I know there must be a simple way of doing this. I have this photo of a Cambodian boy that my wife wants printed but the sky is too bare. How can I add something eg clouds to fill it in a little using Photoshop CS2?


----------



## Noyb

Don't have a spare sky handy right now ... still busy waking up.
But you might want to play with the Shadow/Highlight tool first.

*Edit* ... What's the total pixel width of your working psd file ???


----------



## buck52

Howdy

A little careful selection of the sky with magic wand then just pasted a donor sky in...

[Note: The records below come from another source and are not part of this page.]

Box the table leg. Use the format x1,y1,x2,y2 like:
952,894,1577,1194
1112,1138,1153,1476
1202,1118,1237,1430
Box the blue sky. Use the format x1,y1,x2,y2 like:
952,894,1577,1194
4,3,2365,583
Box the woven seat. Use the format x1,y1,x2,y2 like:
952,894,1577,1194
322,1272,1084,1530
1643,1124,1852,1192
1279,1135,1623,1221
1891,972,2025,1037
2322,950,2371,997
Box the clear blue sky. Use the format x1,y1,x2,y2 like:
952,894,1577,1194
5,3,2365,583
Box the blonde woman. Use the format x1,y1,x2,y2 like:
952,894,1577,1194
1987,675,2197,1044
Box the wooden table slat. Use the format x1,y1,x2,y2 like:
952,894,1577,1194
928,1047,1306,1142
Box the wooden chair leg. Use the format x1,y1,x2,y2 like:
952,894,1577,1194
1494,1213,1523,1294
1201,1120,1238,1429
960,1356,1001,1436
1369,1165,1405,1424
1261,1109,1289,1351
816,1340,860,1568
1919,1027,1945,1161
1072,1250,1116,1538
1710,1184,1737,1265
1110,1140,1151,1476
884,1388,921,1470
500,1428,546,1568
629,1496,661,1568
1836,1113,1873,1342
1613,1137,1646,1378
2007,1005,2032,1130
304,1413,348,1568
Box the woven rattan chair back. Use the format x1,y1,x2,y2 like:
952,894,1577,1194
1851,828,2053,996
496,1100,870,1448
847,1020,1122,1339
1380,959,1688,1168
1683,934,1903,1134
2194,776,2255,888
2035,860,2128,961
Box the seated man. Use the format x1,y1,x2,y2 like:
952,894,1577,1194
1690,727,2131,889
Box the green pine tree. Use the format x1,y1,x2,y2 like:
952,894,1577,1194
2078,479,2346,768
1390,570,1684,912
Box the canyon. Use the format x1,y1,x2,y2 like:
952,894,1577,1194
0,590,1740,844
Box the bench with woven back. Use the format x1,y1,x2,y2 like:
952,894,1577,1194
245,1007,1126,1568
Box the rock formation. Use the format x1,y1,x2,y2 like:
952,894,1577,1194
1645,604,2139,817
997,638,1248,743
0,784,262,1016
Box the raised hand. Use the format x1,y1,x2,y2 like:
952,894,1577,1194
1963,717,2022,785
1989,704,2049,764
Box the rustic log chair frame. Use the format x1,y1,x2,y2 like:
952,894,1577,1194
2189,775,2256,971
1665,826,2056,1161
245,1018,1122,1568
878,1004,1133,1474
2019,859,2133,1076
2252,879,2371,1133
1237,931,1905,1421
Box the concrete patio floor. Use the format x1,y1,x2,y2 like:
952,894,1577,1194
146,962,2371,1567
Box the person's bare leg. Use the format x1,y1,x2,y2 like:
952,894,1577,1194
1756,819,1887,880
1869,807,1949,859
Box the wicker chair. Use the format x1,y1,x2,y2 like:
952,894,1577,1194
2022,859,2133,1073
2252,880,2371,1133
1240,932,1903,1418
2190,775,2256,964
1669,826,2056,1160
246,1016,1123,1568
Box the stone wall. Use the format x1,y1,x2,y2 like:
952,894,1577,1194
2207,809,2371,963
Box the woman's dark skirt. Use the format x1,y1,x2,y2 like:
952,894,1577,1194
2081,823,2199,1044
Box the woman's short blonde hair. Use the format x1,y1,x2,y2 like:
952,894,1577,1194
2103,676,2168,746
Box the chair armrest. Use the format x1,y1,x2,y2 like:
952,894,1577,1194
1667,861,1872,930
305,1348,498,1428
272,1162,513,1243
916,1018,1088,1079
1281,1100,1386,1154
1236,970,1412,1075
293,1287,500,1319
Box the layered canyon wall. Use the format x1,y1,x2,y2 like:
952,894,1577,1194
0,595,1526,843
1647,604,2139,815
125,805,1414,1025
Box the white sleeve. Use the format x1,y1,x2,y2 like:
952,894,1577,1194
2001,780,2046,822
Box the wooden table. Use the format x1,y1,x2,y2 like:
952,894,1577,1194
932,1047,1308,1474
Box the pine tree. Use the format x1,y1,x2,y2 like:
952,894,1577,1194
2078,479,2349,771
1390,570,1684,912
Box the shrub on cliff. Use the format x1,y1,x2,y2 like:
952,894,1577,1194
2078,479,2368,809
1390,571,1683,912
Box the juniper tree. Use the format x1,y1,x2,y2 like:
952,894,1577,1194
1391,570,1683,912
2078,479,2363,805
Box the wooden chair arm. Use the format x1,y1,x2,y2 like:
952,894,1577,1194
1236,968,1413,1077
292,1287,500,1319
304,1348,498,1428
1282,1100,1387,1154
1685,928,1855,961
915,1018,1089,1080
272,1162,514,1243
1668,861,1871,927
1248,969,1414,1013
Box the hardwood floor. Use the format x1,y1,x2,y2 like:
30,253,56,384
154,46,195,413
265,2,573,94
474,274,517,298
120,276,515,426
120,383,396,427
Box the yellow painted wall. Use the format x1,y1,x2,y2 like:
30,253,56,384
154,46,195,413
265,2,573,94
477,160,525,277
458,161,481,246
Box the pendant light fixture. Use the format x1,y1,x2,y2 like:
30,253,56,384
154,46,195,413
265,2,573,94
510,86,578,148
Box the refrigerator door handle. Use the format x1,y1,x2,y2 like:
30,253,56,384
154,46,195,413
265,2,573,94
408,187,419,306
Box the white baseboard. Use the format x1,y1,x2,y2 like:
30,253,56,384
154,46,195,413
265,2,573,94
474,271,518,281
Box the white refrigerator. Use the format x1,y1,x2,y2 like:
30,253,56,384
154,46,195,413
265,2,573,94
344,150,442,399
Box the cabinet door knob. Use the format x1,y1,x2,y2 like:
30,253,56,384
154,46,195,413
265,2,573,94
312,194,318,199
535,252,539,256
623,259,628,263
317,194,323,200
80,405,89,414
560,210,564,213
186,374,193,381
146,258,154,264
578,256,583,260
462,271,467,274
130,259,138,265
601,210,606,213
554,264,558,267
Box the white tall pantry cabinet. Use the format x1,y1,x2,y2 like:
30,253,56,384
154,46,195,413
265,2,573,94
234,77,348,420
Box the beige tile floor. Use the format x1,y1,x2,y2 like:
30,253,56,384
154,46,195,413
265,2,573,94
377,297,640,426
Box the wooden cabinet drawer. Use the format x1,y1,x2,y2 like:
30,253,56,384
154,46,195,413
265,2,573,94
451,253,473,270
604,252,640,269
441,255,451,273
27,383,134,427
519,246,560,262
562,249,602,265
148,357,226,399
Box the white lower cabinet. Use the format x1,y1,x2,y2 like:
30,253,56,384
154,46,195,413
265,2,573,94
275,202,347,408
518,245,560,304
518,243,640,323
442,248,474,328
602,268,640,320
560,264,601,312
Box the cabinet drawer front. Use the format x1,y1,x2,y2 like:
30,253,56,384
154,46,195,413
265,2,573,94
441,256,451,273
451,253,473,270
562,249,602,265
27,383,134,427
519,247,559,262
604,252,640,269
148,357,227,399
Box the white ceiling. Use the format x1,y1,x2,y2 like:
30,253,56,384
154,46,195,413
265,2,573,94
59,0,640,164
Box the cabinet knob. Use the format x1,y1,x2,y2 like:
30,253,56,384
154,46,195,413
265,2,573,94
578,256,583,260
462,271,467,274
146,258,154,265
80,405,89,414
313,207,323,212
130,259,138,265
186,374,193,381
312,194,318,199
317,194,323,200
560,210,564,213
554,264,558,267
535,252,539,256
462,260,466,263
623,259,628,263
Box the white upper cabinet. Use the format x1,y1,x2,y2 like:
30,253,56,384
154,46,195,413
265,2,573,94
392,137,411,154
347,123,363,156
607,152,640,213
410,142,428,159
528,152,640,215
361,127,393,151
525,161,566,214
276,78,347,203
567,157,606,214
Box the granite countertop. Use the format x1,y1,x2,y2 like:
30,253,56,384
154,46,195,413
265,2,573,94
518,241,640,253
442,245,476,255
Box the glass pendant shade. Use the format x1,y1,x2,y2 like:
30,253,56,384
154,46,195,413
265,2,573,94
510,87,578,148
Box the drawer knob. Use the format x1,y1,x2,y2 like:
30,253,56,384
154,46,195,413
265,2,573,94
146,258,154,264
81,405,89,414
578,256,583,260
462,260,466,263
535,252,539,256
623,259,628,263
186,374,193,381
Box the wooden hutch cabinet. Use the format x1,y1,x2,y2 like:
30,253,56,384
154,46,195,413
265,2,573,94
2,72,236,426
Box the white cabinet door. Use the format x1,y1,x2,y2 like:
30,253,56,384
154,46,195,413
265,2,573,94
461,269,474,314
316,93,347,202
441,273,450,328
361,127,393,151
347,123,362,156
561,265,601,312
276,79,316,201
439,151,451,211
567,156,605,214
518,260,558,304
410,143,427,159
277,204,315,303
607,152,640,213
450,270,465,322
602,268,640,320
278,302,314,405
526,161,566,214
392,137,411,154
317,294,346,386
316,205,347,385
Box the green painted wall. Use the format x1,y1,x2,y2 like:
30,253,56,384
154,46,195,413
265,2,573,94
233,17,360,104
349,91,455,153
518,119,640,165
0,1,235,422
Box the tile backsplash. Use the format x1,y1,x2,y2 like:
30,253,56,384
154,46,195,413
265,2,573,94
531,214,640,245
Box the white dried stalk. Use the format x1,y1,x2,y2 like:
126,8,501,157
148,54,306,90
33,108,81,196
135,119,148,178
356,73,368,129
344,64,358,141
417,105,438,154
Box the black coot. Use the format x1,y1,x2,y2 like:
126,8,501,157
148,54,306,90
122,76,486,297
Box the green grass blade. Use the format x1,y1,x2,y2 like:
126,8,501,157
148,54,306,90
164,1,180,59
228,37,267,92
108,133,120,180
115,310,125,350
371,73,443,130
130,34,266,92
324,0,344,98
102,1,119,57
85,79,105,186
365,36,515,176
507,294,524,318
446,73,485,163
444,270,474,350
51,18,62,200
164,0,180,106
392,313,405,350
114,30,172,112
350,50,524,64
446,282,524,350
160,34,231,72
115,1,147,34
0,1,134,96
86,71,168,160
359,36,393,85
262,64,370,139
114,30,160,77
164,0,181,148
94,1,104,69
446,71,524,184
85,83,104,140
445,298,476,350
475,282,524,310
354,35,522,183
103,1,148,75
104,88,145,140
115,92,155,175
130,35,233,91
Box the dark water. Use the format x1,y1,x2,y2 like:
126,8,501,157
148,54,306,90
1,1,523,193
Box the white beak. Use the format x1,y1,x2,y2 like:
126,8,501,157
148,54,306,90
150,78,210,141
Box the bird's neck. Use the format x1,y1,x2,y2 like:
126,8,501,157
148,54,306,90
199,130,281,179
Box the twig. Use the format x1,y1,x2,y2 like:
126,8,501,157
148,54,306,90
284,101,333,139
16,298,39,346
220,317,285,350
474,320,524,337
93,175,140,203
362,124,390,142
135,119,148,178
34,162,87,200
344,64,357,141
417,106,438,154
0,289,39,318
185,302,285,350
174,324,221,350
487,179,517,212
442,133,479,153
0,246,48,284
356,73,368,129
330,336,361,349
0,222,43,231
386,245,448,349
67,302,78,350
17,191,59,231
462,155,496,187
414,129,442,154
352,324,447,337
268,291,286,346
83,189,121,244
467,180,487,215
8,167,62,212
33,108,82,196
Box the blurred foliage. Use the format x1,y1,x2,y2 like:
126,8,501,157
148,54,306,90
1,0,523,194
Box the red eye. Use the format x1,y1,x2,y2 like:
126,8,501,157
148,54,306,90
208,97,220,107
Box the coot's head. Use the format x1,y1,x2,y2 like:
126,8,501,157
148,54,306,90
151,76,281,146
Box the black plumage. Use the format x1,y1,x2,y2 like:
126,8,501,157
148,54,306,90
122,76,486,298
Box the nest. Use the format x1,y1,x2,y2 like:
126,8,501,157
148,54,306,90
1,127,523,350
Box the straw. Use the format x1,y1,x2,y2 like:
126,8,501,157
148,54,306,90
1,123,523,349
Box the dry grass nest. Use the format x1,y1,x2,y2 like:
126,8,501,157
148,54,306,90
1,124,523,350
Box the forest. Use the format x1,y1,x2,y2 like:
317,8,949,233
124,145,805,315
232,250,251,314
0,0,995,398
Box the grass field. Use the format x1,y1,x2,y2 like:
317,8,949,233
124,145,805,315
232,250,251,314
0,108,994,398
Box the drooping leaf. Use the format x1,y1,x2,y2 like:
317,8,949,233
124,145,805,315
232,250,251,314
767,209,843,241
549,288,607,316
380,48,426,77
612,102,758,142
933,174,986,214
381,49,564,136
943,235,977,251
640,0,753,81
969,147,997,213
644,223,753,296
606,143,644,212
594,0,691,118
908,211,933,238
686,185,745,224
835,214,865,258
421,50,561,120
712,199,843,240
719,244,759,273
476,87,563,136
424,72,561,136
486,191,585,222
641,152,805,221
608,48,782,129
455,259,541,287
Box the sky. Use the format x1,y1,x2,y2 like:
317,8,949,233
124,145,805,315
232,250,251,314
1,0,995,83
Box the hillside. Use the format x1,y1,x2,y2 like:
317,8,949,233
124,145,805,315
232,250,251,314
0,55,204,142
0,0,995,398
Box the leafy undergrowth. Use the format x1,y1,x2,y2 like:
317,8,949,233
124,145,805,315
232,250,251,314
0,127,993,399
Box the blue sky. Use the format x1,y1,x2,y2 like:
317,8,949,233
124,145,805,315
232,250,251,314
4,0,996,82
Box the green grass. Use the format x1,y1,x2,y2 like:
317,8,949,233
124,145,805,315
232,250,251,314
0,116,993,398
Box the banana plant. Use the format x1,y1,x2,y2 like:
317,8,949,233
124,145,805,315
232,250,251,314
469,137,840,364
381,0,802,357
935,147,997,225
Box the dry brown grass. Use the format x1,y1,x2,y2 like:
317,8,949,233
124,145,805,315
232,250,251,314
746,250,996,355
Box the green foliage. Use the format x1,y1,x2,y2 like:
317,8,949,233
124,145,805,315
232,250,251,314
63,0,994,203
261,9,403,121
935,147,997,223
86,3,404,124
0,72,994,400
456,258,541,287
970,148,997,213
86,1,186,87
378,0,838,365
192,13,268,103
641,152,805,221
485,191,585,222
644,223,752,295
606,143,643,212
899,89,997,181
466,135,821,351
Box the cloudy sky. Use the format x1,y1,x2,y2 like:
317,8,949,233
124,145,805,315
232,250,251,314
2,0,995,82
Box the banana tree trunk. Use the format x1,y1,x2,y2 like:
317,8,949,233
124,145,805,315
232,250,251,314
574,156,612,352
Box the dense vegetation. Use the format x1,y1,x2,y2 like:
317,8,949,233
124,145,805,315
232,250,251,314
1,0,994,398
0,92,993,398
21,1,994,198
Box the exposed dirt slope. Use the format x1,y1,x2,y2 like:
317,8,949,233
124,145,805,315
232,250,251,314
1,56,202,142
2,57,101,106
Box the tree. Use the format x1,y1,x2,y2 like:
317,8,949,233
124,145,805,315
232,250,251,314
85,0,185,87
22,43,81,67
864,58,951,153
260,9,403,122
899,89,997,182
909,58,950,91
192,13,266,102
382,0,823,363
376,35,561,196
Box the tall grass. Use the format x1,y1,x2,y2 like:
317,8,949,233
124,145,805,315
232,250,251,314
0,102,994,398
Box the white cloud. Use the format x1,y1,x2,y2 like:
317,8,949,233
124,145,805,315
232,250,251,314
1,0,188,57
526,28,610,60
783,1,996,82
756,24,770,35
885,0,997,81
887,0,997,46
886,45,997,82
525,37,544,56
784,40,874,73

you can use the alt and shift buttons to add or subtract from the selection... I kept the opacity fairly low on the pasted sky, so I didn't feel the need to mess with the blownout/white areas in the water... very easy to change that with the opacity slider on the layers palette


----------



## Noyb

Got a sky with the ocean in the background .. that shows in the highlights enhanced version.
The best I've found in my collection so far ... will have to be transformed .. Shrunk in height.
Should have washed the windshield first.


----------



## buck52

Not sure how you would make that fit that picture seeings it was taken from 1000' elevation or so... be kind of tough to make it work in a ground level shot I would think...


----------



## Noyb

Perspective transforming should work.
Was just an illustration of the ocean and sky .. a better one would be preferred.
That's why I'm still looking


----------